The capital’s tenants are also set for a torrid 2019, with a dramatic shortage of available rental homes causing rent prices to soar further. They have already climbed by an average of 6.3% in 2018, driven by scarcity. Over the past two years, the supply of rental accommodation has plunged by 34%.

House prices in the South East fell by an average of 0.8% this year, and the rate of decline is set to increase to 2% next year. The East of England’s 0.6% drop in 2018 is predicted to more than double to 1.5% over the next 12 months.

Meanwhile, the South West is set to join these regions in the red. In the 12 months to December this year, prices in this region rose modestly, by an average of 0.7%. However, Home expects the South West’s property market to see a price fall of 1% over the course of 2019.

Housing Market Set to Weaken Further Next Year

Some of 2018’s most successful regional property markets are also set for a hammering in 2019.

In the West Midlands, prices have shot up by an average of 5.2% in the 12 months to December, but are set to increase by a far lower rate of just 2% next year. And the East Midlands, which saw annual price inflation of 3.6% this year, should brace itself for zero growth during 2019.

By contrast, Home anticipates only a small drop-off in house price growth in the North West and Yorkshire and the Humber. The North West saw inflation of 4.8% this year, while prices in Yorkshire and the Humber have risen by 4.7%. Both should still see growth of 4% next year.

Wales’ remarkable price growth this year, of 7.4%, also looks set to continue. Five years ago, the principality’s property market was stagnating, due to oversupply, while prices rocketed towards the South East. Now the boot is on the other foot, as the Welsh market tops the growth chart, with prices set to increase by another 7% next year.
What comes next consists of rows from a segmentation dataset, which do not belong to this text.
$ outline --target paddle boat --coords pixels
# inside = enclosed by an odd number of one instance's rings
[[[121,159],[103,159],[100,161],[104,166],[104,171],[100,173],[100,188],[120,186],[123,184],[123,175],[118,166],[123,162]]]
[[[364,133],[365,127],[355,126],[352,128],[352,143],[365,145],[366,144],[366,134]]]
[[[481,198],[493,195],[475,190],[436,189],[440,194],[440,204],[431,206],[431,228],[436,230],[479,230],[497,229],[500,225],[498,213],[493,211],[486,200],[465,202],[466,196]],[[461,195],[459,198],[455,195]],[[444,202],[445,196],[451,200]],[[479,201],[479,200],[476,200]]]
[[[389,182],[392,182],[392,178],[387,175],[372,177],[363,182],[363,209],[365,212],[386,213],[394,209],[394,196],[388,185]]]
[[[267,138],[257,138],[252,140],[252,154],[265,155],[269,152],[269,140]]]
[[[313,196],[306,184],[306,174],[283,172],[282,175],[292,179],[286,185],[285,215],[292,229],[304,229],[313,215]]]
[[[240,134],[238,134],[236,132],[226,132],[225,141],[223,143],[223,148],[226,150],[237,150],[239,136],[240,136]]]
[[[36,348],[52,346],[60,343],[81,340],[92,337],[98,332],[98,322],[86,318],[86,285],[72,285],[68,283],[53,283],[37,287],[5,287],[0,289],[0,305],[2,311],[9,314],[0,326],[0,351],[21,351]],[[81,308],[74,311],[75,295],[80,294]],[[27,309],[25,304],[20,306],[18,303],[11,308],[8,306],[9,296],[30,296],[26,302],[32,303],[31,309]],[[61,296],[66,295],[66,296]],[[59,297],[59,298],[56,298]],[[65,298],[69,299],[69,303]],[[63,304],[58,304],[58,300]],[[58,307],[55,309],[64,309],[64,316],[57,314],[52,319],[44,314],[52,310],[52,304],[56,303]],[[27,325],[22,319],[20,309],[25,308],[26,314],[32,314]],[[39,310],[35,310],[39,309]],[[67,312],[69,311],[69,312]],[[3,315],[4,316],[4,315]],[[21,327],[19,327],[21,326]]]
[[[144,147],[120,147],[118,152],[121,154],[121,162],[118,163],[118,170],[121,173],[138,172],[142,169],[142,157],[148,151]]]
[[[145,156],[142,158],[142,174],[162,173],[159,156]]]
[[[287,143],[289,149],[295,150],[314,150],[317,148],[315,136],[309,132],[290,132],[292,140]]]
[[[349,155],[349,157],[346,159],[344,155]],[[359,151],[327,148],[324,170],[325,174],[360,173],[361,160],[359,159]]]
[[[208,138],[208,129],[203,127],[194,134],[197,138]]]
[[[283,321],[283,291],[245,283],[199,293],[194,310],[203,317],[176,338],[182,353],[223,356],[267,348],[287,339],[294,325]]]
However, the prospects for Scotland’s property market look less favourable. While prices have risen by 2.2% during 2018, the increase next year is set to be a more modest figure, of around 1.5%.

Stagnation in the North East is also set to continue during 2019. Prices stalled this year, with just a 0.6% rise. Next year, prices are unlikely to lift much above 1%. This inactivity is a result of years of insufficient reinvestment in this former industrial powerhouse, Home reports.

Doug Shephard comments on the analysis: “Looking ahead to 2019, our trend indicators suggest that national price growth will likely be in the red by 1.0% towards the end of next year.

“We don’t expect London prices to pull out of their shallow dive until 2020, and, what’s more, other regions look set to slide into negativity in 2019.”

He believes: “Going forward, the major challenge for estate agents will be to manage the expectations of vendors in the growing number of regions where prices are sliding. Failing that, property auctions look well placed to profit from the increasing numbers of frustrated sellers in and around London.

“Brexit is not to blame. Sure, May’s mess is not helping, but the current post-boom hangover was baked into the cake when the Bank of England reduced rates to historic lows back in 2009.”